Виктор вздрогнул, наклонился, поправляя портянку, ощупал рукоять ножа за голенищем, легонько, одним уголком, воткнул топор и вдруг узнал гостя.
— Жакып?
Старик рассмеялся, и сосредоточенное лицо добродушно сморщилось, как мех гармони, обнажились розовые десна, пеньком торчащий вбок длинный желтый зуб.
— Здорово, Витька! Сказали, ты здесь живешь, — гость неуклюже сполз с седла, доверчиво прислонил к крыльцу старую, перемотанную изолентой винтовку. — Слышать-то слышал, а сам еду и боюсь — вдруг охотинспектор, — Жакып залился беспричинным детским смехом. — Ну, как охота, здоровье есть?
Виктор что-то отвечал, серьезно спрашивал о пустяках и как бы видел себя со стороны и над собой посмеивался: две мимолетные встречи не повод для знакомства — правда, так бывает в городе.
Чай давно кончился, заваривать приходилось травы и корни шиповника.
Но был сахар, были пресные лепешки. Гость есть гость — сначала накорми, потом говори о делах.
— Давно не ел сахар! — Жакып обиженно замигал морщинистыми веками, насыпал в кружку полную столовую ложку. Звонко размешивая напиток, пожаловался:- Этот китаец на всем экономит — лепешки да макароны целую неделю.
— Какой китаец? — спросил Виктор.
— Да турпачник, Симбай… Он тебя знает. Я ему в помощники подписался на свою голову.
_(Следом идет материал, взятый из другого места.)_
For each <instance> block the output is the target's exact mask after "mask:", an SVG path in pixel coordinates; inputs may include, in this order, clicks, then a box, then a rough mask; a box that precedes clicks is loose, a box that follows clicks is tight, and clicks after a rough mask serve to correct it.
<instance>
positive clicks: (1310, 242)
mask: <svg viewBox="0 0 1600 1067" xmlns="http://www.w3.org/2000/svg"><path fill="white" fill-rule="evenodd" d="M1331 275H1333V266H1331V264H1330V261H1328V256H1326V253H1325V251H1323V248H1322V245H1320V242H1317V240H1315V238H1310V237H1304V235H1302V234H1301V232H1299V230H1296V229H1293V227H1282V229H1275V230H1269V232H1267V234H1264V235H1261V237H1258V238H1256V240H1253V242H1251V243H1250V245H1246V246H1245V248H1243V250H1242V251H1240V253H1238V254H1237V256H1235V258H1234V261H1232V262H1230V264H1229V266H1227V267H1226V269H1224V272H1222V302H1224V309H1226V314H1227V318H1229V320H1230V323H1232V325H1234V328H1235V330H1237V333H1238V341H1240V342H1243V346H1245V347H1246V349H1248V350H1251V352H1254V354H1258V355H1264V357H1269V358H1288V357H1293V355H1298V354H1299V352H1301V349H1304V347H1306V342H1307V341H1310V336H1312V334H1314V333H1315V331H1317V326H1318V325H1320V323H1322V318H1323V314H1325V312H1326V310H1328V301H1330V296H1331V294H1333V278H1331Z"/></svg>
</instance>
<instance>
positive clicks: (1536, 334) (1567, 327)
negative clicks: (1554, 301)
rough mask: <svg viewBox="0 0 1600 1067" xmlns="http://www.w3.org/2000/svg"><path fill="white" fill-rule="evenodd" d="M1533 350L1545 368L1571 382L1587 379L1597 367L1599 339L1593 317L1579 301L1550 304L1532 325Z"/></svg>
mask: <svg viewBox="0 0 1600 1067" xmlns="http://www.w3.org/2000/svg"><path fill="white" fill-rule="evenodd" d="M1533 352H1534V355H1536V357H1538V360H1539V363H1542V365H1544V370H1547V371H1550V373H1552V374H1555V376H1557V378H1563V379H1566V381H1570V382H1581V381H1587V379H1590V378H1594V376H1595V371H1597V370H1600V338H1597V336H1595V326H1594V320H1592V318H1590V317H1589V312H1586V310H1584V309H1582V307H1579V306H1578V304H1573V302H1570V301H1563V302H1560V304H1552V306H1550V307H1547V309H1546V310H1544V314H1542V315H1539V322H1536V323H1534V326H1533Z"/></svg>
— Почему китаец? Он же казах!
— Ай, — отмахнулся гость, — все они из Китая, репатрианты.
Жакып правильно говорил по-русски. Лишь изредка, при некоторых оборотах, в его речи чувствовался акцент. Позже Виктор узнал, что он родился в семье директора школы — учителя русского языка, с детства мечтал быть охотником, несколько раз сбегал из дома к промысловикам.